Pepe came in screaming that Daichi suddenly went back into his egg and disappeared, and machines started to beep and buzz around me. A frenzy of doctors and nurses came scrambling in and I pushed myself back against the wall. The tears were back again and I couldn't control the shaking that agonized my body the whole time I watched them put a mask over Kukai asking him to breath. I lost track of time, it felt like hours after when finally, one by one the nurses left with a somber look on their face. They all disappeared until only the doctor was left, he turned around and looked at me with the most pitiful expression, I didn't need his sympathy. He apologized and stepped outside leaving me with Kukai alone. I staggered forward and saw his pale face reflect the once alive and happy Kukai that I had known and loved. I cried, and I cried again, letting out all the sadness that I had bared inside myself out, damn it. Even at Death, he had beaten me to it, that's so like him.
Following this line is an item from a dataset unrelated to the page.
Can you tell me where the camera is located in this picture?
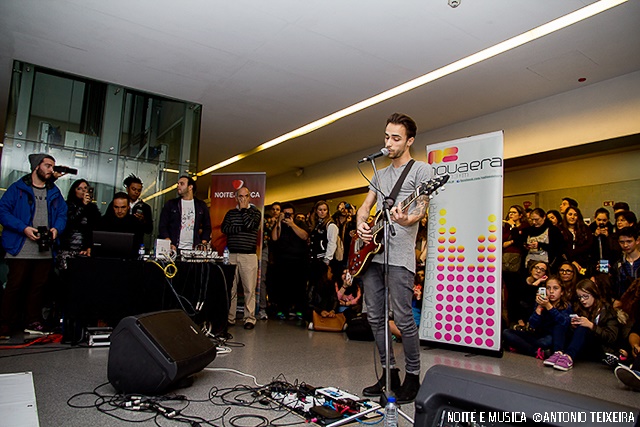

After the tears, I dried them off with the hem of my sleeve as I watched the frozen Kukai sleep eternally with that soft smile on his lips. I bent down and grazed my lips against his, it was still warm. What was odd was that he smelled like fresh grass and boy shampoo like he had been out. The smell that I had associated myself with as his personal scent that I came to adore, it only made me smile. It was okay, it was finally okay.
"Me too, Kukai-kun... I love you too."
He teased me, he poked fun at me and he sometimes even embarrassed me, but I still loved him for it. It made him that much more interesting to be with, his fun personality brought out the best in everyone. I loved every aspect of him, and I will always remember it. That's what love is, to cherish the moments you're able to spend together with that one person you love the most and learning to let go. It may hurt and it may sting a lot, the pain will remain there some time, but after awhile it will heal even if it leaves a scar. I was okay with it, because in the end he said he loved me, I had to set him free from the internal pain that I couldn't save him from. Knowing that he loves me was enough for me to finally release my grasp on him, I wanted him to be happy. That day, I knew I had given him the best gift I could ever offer.